Yeah this example is just to show the architecture, replace each of the Dense
layers with some block of operations that it's actually worth checkpointing.
right here is what I did in the end, have one keras.Model
class (CkptLayer(keras.Model)
) which support call function wrapped by checkpoint
, and another one (class IntLayer(keras.Model)
) to integrate/use it and save models. Is this the correct way? I now can squeeze this model into 24GB GPU by setting ckpt=True
and would result in OOM
if ckpt=False
.
class CkptLayer(keras.Model):
def __init__(self, flts, kers):
super(CkptLayer, self).__init__()
self.ops = [layers.Conv3D(flt, ker, use_bias=False, activation='relu', padding='same')
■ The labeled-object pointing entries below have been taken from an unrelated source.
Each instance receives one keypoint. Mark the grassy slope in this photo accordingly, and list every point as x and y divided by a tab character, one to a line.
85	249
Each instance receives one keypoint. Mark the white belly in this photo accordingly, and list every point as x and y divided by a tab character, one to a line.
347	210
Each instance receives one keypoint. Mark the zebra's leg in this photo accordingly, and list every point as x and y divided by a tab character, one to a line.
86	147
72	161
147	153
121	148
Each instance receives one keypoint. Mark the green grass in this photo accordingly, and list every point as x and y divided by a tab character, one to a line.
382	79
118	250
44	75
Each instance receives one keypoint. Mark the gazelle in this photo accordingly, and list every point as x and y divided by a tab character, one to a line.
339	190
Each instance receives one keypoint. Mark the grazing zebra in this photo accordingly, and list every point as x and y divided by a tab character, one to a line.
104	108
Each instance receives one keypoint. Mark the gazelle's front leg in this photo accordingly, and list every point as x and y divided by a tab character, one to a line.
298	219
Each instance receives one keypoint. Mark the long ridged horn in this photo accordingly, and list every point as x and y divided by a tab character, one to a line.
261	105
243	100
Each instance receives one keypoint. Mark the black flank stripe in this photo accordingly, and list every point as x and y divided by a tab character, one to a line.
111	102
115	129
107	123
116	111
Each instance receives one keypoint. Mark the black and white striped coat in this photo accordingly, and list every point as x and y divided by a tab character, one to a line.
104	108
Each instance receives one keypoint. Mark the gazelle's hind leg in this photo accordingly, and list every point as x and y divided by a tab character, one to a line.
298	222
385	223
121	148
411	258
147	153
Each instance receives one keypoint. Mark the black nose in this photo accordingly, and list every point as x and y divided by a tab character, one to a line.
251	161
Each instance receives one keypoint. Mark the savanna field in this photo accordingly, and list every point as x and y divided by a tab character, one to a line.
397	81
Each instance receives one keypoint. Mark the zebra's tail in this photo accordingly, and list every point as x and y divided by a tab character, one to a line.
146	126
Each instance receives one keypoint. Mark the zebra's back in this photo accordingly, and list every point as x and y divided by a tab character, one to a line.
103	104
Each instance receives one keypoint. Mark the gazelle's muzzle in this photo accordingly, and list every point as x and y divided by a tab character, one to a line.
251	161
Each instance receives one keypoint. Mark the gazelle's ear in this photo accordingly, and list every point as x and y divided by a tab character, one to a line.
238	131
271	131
for flt, ker in zip(flts, kers)]
# self.ckpt_layers = [checkpointable(l) for l in self.ops]
def call(self, ly, ckpt_on=False):
@checkpointable
def run_block(block, inputs):
layer_output = inputs
for layer in block:
layer_output = layer(layer_output)
return layer_output
ly = run_block(self.ops, ly, _checkpoint=ckpt_on, _watch_vars=self.trainable_variables)
return ly
ckpt = True
flts_ = (4,) * 12
kers_ = (3,) * 12
base_size = (368, 368, 224, 4)
build_size = (None,) + base_size
class IntLayer(keras.Model):
def __init__(self, CkptLayer, rpt):
super(IntLayer, self).__init__()
self.ops = [CkptLayer(flts_, kers_) for _ in range(rpt)]
self.init = [l_.build(build_size) for l_ in self.ops]
def call(self, ly, ckpt_on=False):
for op in self.ops:
ly = op(ly, ckpt_on=ckpt_on)
return ly
That works fine. It may be slightly slower than factoring run_block out into a separate sublayer, since then you could decorate it with tf.function. Right now, you can't do that since tf.function will be called every time you call the layer triggering a slow compiltaion.
Hi @davisyoshida . I was trying to implement this gradient-checkpointing tech so that I could fit in a larger size input of my model. Here is the toy example I tried:
The example give me a wired results. That is, the grad I obtained was changed (actually quit a lot) when I change _checkpoint from True to False, and also I didn't see any memory usage reduce as well.
Is there anything wrong with my implementation? Any help would be really welcome!